Several companies ( stay sure for example) excluded cruises from our hols insurance. I think emergencies involving airlifts etc could be pricey and of course all treatment on board even a seasick pill has to be paid for. River cruising might be cheaper. Try all clear or flexicover
We used Staysure for insurance for our cruise and they were very reasonable. Both my husband and I have health issues, including for me a mechanical aortic valve, on warfarin, pacemaker and no spleen. If you get travel insurance for a specific holiday, like a cruise, you can get a better price than if you go for general travel insurance.
I have had recent CABG and my wife is in remission from cancer and we recently went on an Alaskan cruise and used Boots travel insurance £450 for us both. Staysure and others was quoting over £1600
We’ve gone mad & have booked to go on a World cruise in January and have doe LOTS of research re Travel Insurance. Most quotes were between £2000-£3000 or just refusals but we finally settled on World First at just under £1000.

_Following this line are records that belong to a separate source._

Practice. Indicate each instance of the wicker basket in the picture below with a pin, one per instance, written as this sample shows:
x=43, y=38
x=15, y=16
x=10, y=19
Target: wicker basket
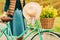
x=47, y=23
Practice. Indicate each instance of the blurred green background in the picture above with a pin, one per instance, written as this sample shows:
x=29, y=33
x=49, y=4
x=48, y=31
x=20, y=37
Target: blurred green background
x=54, y=3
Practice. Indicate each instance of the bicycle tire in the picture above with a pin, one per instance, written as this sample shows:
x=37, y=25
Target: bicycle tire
x=57, y=36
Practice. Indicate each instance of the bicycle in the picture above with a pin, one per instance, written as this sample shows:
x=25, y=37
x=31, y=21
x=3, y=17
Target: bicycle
x=40, y=32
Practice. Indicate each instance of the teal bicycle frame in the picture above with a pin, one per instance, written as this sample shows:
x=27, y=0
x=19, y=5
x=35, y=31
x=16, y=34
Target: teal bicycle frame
x=14, y=37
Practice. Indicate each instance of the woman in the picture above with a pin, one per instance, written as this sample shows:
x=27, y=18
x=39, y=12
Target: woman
x=9, y=11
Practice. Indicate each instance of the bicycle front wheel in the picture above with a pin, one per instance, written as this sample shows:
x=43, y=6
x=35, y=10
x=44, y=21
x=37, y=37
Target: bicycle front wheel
x=47, y=36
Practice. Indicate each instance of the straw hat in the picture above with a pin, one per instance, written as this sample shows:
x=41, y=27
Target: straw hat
x=32, y=9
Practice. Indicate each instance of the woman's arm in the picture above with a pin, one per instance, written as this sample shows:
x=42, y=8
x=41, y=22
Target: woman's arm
x=7, y=3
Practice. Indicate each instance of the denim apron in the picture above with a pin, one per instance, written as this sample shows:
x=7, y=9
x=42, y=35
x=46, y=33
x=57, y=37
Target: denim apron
x=18, y=24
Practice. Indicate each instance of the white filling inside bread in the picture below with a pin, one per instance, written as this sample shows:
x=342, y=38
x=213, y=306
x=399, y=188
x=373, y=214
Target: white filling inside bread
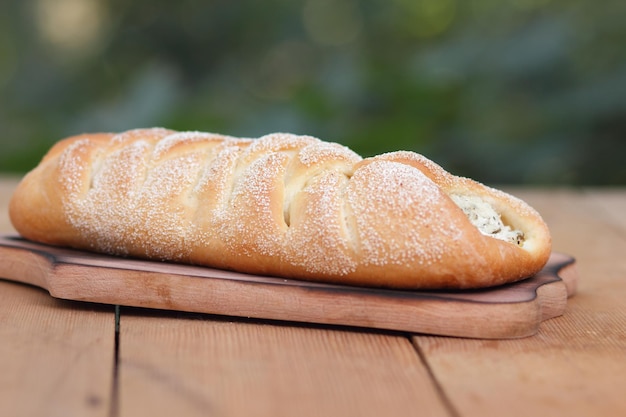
x=486, y=219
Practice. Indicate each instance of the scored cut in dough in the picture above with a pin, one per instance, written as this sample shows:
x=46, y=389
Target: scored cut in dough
x=280, y=205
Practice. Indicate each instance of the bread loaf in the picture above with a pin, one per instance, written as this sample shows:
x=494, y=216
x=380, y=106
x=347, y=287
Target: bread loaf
x=280, y=205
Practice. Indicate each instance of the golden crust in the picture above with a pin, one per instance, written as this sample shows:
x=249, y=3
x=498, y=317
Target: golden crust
x=282, y=205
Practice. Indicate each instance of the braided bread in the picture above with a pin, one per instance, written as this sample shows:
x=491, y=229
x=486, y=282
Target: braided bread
x=281, y=205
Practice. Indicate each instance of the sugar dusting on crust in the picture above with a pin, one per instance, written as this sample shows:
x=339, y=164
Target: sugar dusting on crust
x=321, y=228
x=383, y=191
x=160, y=197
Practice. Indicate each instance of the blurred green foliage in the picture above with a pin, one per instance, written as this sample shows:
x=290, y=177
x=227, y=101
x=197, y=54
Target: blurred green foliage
x=504, y=91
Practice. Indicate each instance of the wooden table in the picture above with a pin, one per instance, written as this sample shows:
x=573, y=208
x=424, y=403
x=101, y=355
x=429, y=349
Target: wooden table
x=62, y=358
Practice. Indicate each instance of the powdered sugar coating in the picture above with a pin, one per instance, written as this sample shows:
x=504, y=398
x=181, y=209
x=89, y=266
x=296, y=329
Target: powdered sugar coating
x=291, y=205
x=382, y=191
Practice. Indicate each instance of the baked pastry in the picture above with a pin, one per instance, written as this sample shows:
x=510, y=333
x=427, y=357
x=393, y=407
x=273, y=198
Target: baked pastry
x=281, y=205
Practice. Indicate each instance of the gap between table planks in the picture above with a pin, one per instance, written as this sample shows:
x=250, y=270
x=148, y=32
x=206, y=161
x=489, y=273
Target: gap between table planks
x=56, y=357
x=575, y=365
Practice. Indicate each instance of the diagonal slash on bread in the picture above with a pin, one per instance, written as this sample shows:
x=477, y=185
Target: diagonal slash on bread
x=280, y=205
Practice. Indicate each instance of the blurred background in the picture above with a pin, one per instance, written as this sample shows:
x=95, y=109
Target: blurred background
x=504, y=91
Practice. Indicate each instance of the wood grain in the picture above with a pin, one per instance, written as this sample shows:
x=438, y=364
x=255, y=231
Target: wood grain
x=56, y=357
x=186, y=364
x=7, y=185
x=575, y=365
x=508, y=311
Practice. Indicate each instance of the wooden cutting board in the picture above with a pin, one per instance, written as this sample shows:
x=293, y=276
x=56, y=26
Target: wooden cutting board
x=509, y=311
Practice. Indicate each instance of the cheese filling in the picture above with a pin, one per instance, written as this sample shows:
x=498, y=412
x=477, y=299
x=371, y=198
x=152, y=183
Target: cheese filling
x=487, y=220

We’ve never done anything like this before, very excited but also very nervous!!! I hope you get your holiday - you only live once ❤️
I attended a research appt regarding my ICD afterwards i Was asked if I had questions - the one that has bugged me since renewing my travel insurance was that I had been turned down 10 times given one quote of £3000 ! The advice I was given was try Pumping Marvellous- it was like having a light bulb moment- world wide quote was £712 per annum - a heck of a relief - give it a try
Like you, my husband and I have decided to do our holidays here in the UK owing to the difficulty finding comprehensive travel insurance - LifeFlight repatriation 'ain't cheap'! We're in our early 60s and have been all over Britain - but there are still places we've never been so we feel spoilt for choice
This year we're going to the Glasgow Christmas Market (the photos in our Scottish newspapers of the scandalous Princes Street scaffolding in Edinburgh put us off that visit!) - we've booked a nice self-catering room and will spend three cosy, comfy, restful days and nights enjoying a winter holiday right here at home!
Money and sanity saver - no passports, no queues at the airport, no car park fees (we live in NE Scotland and are taking the train down to Glasgow), no language barriers, no worries if my heart decides to go even more wonky during the trip. Quite looking forward to it!
We're already planning a holiday to Dorset for spring-summer, and eyeing up other areas we've always wanted to see. Right here at home in Britain.
Sorry, but those 'footings' do not look safe, my husband thinks it's almost certain there is going to be a horrible accident there. Supposedly the building warrant is granted for 100,000 people to be on those, and the thought of being out there on that makes my dodgy ticker race unacceptably fast.
Search around the site after you get a look at those photos - there is a further article about the organisers trying to reassure the public the scaffolding is safe. That article isn't as reassuring as they hoped, however, as it's made clear in the article full permissions for the scaffolding won't be issued until January - after the event closes! The council has granted a building warrant but not full permission.
The Glasgow event is on level ground - no scaffolding (George Square with a few other activities on different sites), and the train station takes visitors within easy walking distance to the Square. B&B, self-catering, and some hotel rooms are still available but if you decide to shift, do it soon - the place is filling up fast with people who've seen those shocking photos.
Thanks for the link, I'll check it out. Too late to cancel though, room & trains already paid for! I did consider going to Glasgow as that's where my mum came from & I would one day like to tread in her footsteps in a sentimental way...if that makes sense!!
That does make perfect sense - one of the first things I did when I retired home was go down to Edinburgh to take that same walk where my forbearers were trained as civil and mechanical engineers. We're from Caithness (o'that barren sparse wind-rent place!' I've forgot the name of the poet who wrote that) but the men in my family went down to Edinburgh for university.
It was deeply meaningful for me and bonus, awed my husband when we were able to follow my great-grandfather journal of his 'uni days' and stand under a certain bridge my great-grandfather had to study as part of his graduate training. Honestly gave me a chill matching his sketches to the actual place we were standing over 100 years later.
Make the trip, you'll be so glad you did - late spring is a perfect time to visit Glasgow.
As for your holiday to Edinburgh, since it's all booked and paid for, perhaps being aware of the quickest exit from the raised areas and alert to any perceived shifting underfoot is the best advice I can give. The market stalls (63 of them) will be on the raised platforms.
One thing i would urge everybody is to carefully check the small print as some exclusions could prove extremely costly. That good deal might prove to be a very bad one!
It was the exclusion in small print clinching it for us - so-called comprehensive very rarely covers repatriation, for example, but the large print makes it sound as though the really costly parts of becoming seriously unwell abroad are included in the cost but reading down to the small print makes it clear those are very costly add-ons.